Performance Characterizations and Usage Guidelines of Samsung CXL Memory Module Hybrid Prototype
Jianping Zeng, Shuyi Pei, Da Zhang, Yuchen Zhou, Amir Beygi, Xuebin Yao, Ramdas Kachare, Tong Zhang, Zongwang Li, Marie Nguyen, Rekha Pitchumani, Yang Soek Ki, Changhee Jung
TL;DR
The paper tackles the memory capacity and persistence gap in data-intensive workloads by evaluating Samsung's CMM-H, a CXL-based memory module that blends a DRAM cache with NAND flash. Through extensive microbenchmarks and workloads spanning volatile and persistent scenarios, it characterizes latency, tail latency, bandwidth, and real-world performance when CMM-H is used as volatile memory, a memory expander, or persistent memory.

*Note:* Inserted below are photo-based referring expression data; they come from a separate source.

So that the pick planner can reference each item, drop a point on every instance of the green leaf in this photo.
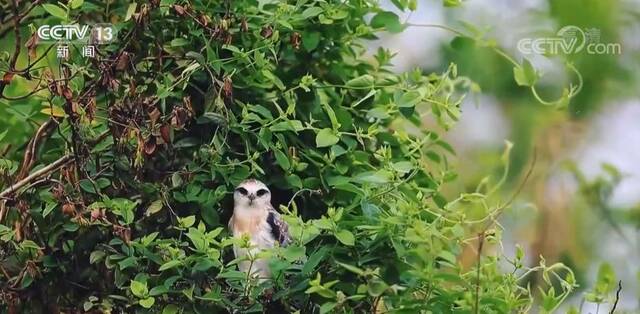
(139, 289)
(130, 11)
(361, 81)
(96, 256)
(48, 209)
(171, 309)
(155, 207)
(387, 20)
(326, 137)
(376, 287)
(311, 12)
(186, 222)
(147, 303)
(409, 99)
(346, 237)
(55, 10)
(525, 74)
(351, 268)
(294, 253)
(327, 307)
(310, 40)
(74, 4)
(169, 265)
(282, 159)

A key contribution is the demonstration that CMM-H can deliver near-DRAM performance for cache-friendly, limited-footprint workloads and substantial persistence-driven gains for durable services when used with Global Persistent Flush and idempotent processing to avoid heavy WAL logging. The findings offer actionable guidance on workload placement and programming models to exploit CMM-H’s cost-effective memory expansion while balancing latency, bandwidth, and persistence requirements in modern datacenters.
Abstract
The growing prevalence of data-intensive workloads, such as artificial intelligence (AI), machine learning (ML), high-performance computing (HPC), in-memory databases, and real-time analytics, has exposed limitations in conventional memory technologies like DRAM. While DRAM offers low latency and high throughput, it is constrained by high costs, scalability challenges, and volatility, making it less viable for capacity-bound and persistent applications in modern datacenters. Recently, Compute Express Link (CXL) has emerged as a promising alternative, enabling high-speed, cacheline-granular communication between CPUs and external devices. By leveraging CXL technology, NAND flash can now be used as memory expansion, offering three-fold benefits: byte-addressability, scalable capacity, and persistence at a low cost. Samsung's CXL Memory Module Hybrid (CMM-H) is the first product to deliver these benefits through a hardware-only solution, i.e., it does not incur any OS and IO overheads like conventional block devices. In particular, CMM-H integrates a DRAM cache with NAND flash in a single device to deliver near-DRAM latency. This paper presents the first publicly available study for comprehensive characterizations of an FPGA-based CMM-H prototype. Through this study, we address users' concerns about whether a wide variety of applications can successfully run on a memory device backed by NAND flash medium. Additionally, based on these characterizations, we provide key insights into how to best take advantage of the CMM-H device.